Parents Television Council Slams Hollywood Critics of 'American Sniper' for "Callous Hypocrisy"
"Nobody within Hollywood was worried about what the impact of a character like Walter White would be, and Walter White was cooking meth and selling it to kids. … But now all of a sudden, we should be concerned about Clint Eastwood 'celebrating a killer'?"
Seth Rogen and Michael Moore may have backtracked from tweets that seemed to criticize American Sniper, but objections to the violent content of the movie from people in Hollywood has the Parents Television Council slamming the entertainment industry for what the organization's communications director Dan Isett calls "callous hypocrisy."
"Hollywood cannot have it both ways. It is intellectually dishonest to decry the impact of one film for its violence and 'glorification of a killer' while streaming enormous amounts of violent content into every living room in the country," Isett wrote in a blog post. "If Hollywood moguls are going to trash a film like American Sniper for 'glorifying violence,' then they have every right to do so. But where is the similar concern about the overwhelming amount of violence on television, night after night?"
Specifically, Isett told The Hollywood Reporter he couldn't recall anyone in Hollywood complaining about TV shows centered on serial killers, like Hannibal or Dexter.
"If we're going to have a real discussion about media violence, and that's a worthwhile discussion to have, then let's have a real discussion about media violence — not simply use the violence and other material in this film as reason to hatchet it for what appear to be other reasons," Isett told THR.
He added: "What you are seeing is, 'Gosh, should we be making a movie that 'celebrates a killer?' when you never hear that criticism about all of the other movies and all of the other television shows that arguably celebrate a killer. That particular counterargument is never made within Hollywood itself; it's made by people like me."
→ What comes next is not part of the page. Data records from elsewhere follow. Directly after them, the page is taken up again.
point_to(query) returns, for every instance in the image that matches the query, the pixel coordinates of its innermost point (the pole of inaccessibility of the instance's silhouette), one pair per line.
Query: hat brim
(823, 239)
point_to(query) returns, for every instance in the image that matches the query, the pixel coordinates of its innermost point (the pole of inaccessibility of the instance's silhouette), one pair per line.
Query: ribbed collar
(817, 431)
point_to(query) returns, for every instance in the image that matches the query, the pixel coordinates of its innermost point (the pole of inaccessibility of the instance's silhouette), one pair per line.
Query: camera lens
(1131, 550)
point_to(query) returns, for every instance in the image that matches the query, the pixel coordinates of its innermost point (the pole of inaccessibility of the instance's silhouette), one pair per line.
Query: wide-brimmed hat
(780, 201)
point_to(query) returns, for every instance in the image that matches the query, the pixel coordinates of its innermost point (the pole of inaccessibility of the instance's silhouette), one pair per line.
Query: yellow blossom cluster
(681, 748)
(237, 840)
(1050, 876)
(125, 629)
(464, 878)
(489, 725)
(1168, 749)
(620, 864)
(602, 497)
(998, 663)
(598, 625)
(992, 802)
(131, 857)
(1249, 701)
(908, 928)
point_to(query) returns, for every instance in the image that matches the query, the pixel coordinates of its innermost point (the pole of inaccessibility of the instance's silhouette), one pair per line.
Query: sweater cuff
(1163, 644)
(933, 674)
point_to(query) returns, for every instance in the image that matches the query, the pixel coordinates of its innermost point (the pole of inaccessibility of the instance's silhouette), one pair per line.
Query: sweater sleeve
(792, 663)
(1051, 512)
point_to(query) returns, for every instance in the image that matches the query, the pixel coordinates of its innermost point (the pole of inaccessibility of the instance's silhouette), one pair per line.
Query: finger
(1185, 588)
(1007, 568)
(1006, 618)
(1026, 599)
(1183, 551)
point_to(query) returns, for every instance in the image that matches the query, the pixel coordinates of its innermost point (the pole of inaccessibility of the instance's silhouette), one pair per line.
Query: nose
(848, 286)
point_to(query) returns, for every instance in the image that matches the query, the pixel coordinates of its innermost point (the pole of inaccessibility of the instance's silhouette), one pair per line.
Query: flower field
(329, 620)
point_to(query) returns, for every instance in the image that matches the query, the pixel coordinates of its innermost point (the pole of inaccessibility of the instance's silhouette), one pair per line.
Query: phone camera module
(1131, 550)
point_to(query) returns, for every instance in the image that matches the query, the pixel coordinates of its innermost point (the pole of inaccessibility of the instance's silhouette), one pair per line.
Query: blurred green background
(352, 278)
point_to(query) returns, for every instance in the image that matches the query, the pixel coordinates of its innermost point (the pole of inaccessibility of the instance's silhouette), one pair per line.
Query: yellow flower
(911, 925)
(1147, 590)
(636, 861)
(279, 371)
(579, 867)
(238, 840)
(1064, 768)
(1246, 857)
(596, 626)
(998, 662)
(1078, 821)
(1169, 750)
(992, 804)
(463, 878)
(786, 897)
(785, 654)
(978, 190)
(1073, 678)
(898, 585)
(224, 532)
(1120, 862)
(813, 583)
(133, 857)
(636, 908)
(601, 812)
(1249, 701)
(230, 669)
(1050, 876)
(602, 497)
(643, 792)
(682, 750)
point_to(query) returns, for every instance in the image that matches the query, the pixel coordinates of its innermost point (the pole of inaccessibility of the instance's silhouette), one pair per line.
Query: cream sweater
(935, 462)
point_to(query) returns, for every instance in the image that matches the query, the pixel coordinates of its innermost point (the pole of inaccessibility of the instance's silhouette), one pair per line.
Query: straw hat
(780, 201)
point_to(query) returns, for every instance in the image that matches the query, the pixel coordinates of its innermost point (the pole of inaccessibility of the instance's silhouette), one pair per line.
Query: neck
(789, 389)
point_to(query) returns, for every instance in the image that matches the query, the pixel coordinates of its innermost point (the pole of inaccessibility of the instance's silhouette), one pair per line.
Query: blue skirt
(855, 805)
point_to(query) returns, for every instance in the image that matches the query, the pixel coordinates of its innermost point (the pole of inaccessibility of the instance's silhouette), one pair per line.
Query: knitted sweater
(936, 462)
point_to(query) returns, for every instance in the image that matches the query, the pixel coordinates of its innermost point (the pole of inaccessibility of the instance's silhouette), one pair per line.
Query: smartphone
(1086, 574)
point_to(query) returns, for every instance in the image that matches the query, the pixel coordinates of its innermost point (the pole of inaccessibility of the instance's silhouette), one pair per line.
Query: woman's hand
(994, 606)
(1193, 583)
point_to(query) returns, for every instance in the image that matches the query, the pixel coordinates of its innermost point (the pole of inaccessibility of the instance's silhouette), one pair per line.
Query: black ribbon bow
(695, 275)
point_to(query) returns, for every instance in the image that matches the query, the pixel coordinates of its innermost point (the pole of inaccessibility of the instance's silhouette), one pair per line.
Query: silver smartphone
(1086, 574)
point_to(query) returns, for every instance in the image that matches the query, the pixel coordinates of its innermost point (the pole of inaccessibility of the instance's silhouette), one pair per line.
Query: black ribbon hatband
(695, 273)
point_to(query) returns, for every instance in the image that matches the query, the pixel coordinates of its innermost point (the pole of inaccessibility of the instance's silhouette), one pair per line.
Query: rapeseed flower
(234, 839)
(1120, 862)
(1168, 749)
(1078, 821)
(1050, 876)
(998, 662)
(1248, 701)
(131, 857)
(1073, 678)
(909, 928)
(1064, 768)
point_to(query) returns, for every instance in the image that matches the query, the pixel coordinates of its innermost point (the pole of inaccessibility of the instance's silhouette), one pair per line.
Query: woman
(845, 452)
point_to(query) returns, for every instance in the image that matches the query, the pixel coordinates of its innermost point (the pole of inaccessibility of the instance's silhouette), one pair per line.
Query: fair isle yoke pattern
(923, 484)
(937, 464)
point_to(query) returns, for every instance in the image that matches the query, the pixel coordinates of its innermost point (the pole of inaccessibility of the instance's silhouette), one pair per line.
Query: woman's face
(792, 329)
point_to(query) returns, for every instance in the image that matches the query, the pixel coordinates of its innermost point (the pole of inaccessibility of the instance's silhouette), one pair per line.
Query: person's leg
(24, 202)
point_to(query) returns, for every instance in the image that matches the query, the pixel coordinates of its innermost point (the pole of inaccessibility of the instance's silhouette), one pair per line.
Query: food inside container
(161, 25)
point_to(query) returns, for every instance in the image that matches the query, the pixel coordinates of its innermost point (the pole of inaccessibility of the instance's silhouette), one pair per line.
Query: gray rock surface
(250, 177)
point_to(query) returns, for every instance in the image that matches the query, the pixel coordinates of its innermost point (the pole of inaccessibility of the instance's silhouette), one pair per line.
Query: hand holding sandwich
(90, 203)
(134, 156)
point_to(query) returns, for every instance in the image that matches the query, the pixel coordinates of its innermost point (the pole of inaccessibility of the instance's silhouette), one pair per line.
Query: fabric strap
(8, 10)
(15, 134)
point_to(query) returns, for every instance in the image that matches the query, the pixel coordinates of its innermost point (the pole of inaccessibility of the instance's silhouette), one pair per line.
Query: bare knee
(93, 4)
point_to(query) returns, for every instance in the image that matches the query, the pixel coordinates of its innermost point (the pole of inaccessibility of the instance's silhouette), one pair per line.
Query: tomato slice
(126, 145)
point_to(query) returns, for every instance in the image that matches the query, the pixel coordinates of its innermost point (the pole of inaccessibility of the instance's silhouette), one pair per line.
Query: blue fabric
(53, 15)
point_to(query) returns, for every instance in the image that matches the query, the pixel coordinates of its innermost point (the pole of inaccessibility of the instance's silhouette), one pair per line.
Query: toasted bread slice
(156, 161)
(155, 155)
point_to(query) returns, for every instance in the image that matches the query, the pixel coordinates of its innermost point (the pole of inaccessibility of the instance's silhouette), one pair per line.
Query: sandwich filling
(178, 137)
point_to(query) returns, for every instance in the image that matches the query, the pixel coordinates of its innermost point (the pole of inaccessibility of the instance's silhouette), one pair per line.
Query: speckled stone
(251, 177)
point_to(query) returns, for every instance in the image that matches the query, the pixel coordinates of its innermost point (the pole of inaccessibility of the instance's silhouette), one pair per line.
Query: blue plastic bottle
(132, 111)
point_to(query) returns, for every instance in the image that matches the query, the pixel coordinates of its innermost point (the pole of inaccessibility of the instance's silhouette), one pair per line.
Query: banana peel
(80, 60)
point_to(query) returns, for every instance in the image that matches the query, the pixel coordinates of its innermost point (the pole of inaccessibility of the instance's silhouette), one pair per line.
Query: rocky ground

Offering another example of an antihero Hollywood was seemingly unconcerned about glorifying, Isett said, "Nobody within Hollywood was worried about what the impact of a character like [Breaking Bad's] Walter White would be, and Walter White was cooking meth and selling it to kids. And nobody was concerned about that sort of thing because it was a different context. But now all of a sudden, we should be concerned about [American Sniper director] Clint Eastwood 'celebrating a killer' when the context is different? That's simply intellectually dishonest and it's time Hollywood was honest with itself."
American Sniper, which opened to $107 million over Martin Luther King Jr. Day weekend, stars Bradley Cooper as Chris Kyle, the most lethal sniper in U.S. history.